CONSIDERATO che il decreto-legge 25 novembre 1994, n. 649, non è stato convertito in legge entro il termine di sessanta giorni fissato dall'art. 77 della Costituzione, come risulta dal comunicato pubblicato nella Gazzetta Ufficiale, serie generale, n. 21 del 26 gennaio 1995; che le censure formulate nei confronti della disposizione di cui all'art. 38 della legge 28 febbraio 1985, n. 47, per il loro carattere accesso rio, devono ritenersi assorbite in quelle concernenti le norme del decreto-legge n. 649 del 1994, dove si richiama, all'art. 1, l'intero capo IV della legge n. 47 del 1985, nel quale risulta inserito anche l'art. 38; che, pertanto, in conformità alla giurisprudenza di questa Corte (v. da ultimo le ordinanze nn. 67 e 43 del 1995), la questione sollevata deve essere dichiarata manifestamente inammissibile.

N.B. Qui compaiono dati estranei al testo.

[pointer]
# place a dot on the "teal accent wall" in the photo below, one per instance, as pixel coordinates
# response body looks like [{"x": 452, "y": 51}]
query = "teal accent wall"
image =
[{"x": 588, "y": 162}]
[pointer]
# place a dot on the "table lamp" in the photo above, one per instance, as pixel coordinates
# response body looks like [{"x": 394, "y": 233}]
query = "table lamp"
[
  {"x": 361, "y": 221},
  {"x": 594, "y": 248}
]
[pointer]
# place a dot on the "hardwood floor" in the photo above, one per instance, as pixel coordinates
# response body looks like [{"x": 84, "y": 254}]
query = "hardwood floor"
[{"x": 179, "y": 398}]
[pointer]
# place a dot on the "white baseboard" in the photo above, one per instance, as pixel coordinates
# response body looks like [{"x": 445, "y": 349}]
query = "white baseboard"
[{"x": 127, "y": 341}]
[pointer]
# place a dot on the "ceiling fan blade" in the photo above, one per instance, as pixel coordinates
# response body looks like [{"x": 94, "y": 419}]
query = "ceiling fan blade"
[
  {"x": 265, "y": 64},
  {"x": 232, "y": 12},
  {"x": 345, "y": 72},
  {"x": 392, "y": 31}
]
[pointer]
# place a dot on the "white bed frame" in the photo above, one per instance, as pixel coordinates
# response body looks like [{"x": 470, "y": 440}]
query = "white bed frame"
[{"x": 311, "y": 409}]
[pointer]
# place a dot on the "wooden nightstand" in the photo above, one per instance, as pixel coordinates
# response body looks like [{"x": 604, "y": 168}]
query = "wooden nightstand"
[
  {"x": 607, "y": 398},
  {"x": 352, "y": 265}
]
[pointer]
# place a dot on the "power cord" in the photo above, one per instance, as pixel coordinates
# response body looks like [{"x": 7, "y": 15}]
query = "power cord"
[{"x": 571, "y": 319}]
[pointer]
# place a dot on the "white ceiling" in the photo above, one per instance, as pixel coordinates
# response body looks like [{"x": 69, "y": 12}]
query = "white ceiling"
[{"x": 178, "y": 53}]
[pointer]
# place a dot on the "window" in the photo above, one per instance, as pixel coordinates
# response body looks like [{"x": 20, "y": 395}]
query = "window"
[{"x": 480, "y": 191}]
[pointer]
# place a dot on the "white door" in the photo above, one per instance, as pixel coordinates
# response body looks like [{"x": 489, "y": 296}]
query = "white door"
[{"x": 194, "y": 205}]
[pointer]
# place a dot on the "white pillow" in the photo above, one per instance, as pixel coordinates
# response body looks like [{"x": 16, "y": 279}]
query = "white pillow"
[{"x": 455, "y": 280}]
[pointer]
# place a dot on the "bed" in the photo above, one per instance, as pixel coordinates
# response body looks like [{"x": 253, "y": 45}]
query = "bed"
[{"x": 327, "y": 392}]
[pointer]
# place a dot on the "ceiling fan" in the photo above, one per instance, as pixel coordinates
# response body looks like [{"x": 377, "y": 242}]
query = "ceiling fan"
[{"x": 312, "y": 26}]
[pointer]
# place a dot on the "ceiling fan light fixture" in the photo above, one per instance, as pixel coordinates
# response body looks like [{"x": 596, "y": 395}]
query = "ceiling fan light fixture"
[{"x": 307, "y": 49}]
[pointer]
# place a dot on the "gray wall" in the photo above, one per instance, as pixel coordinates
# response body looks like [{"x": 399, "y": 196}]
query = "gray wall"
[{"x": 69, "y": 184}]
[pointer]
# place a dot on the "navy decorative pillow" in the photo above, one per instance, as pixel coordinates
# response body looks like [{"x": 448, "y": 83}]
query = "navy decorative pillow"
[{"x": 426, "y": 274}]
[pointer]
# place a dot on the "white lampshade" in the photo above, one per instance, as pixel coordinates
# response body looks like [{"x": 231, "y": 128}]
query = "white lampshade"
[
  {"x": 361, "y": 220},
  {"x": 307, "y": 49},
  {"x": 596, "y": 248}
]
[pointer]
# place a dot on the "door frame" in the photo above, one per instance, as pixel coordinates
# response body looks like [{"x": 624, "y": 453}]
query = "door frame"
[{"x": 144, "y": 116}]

Visti gli artt. 26, secondo comma, della legge 11 marzo 1953, n. 87, e 9, secondo comma, delle Norme integrative per i giudizi davanti alla Corte costituzionale.
PER QUESTI MOTIVI
LA CORTE COSTITUZIONALE
dichiara la manifesta inammissibilità della questione di legittimità costituzionale degli artt. 1 e 7, commi 14 e 15, del decreto- legge 25 novembre 1994, n. 649 (Misure urgenti per il rilancio economico ed occupazionale dei lavori pubblici e dell'edilizia privata), e dell'art. 38, comma 2, della legge 28 febbraio 1985, n. 47 (Norme in materia di controllo dell'attività urbanistico-edilizia, sanzioni, recupero e sanatoria delle opere edilizie), sollevata, in riferimento agli artt. 3, 9, 32, 41 e 79 della Costituzione, dal Pretore di Gela con l'ordinanza in epigrafe.
Così deciso in Roma, nella sede della Corte costituzionale, Palazzo della Consulta, il 15/05/95.
Antonio BALDASSARRE, Presidente
Enzo CHELI, Redattore
Depositata in cancelleria il 16/05/95.